Autism, or autism spectrum disorder (ASD), encompasses a range of conditions that involve challenges with social skills, repetitive behavior, speech, and nonverbal communication. According to the Centers for Disease Control and Prevention, autism affects 1 in 36 children in the United States.

To meet the criteria for an ASD diagnosis, a child must have persistent challenges in three areas of social communication and interaction, as well as two of four types of restricted, repetitive behaviors. The study found that children who received therapy and treatment for their ASD showed improvements in these areas, leading to the removal of their diagnosis.

The study also revealed that higher baseline adaptive skills between the ages of 12 to 36 months and being female were associated with non-persistent ASD. This means that girls and children with better communication and decision-making skills were more likely to no longer meet the diagnostic criteria for ASD.

The study emphasizes the importance of early intervention following an autism diagnosis.
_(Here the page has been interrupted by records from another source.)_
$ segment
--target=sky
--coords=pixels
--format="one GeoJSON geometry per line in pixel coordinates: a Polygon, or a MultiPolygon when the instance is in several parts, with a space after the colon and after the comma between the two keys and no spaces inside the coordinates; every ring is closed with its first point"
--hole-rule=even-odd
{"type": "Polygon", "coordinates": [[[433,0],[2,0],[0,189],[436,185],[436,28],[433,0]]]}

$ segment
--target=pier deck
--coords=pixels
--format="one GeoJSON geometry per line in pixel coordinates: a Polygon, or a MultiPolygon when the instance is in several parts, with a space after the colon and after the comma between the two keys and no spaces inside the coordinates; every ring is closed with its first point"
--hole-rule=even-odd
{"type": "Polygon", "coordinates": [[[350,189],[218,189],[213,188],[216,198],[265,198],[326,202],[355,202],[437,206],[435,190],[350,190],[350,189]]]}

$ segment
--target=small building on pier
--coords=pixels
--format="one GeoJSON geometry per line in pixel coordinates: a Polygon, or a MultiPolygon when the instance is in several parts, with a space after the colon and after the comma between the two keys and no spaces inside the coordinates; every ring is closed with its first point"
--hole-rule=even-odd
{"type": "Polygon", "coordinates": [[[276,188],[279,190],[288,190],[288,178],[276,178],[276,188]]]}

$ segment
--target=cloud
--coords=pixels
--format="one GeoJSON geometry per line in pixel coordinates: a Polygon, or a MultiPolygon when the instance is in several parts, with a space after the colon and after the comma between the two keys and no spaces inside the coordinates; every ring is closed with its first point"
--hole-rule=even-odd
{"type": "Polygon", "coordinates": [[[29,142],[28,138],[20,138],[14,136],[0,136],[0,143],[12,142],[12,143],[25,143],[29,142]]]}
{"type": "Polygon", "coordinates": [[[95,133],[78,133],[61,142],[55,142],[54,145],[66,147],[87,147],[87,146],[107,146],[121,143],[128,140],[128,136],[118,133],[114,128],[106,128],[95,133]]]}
Behavioral interventions, such as Applied Behavioral Analysis, are recommended to help children improve their social communication skills and overall development. Speech and occupational therapies can also be beneficial in helping children find effective ways to communicate.

It is important for children with autism to receive continued assessments throughout their development, as the diagnosis may evolve over time. Doctors are still working to understand why some children develop autism, but factors such as having a sibling with autism, older parents, certain genetic conditions, and very low birth weight may increase the risk.

In conclusion, early intervention and ongoing assessments are crucial for managing symptoms of autism in young children. The study's findings highlight the potential for positive outcomes with appropriate therapy and treatment.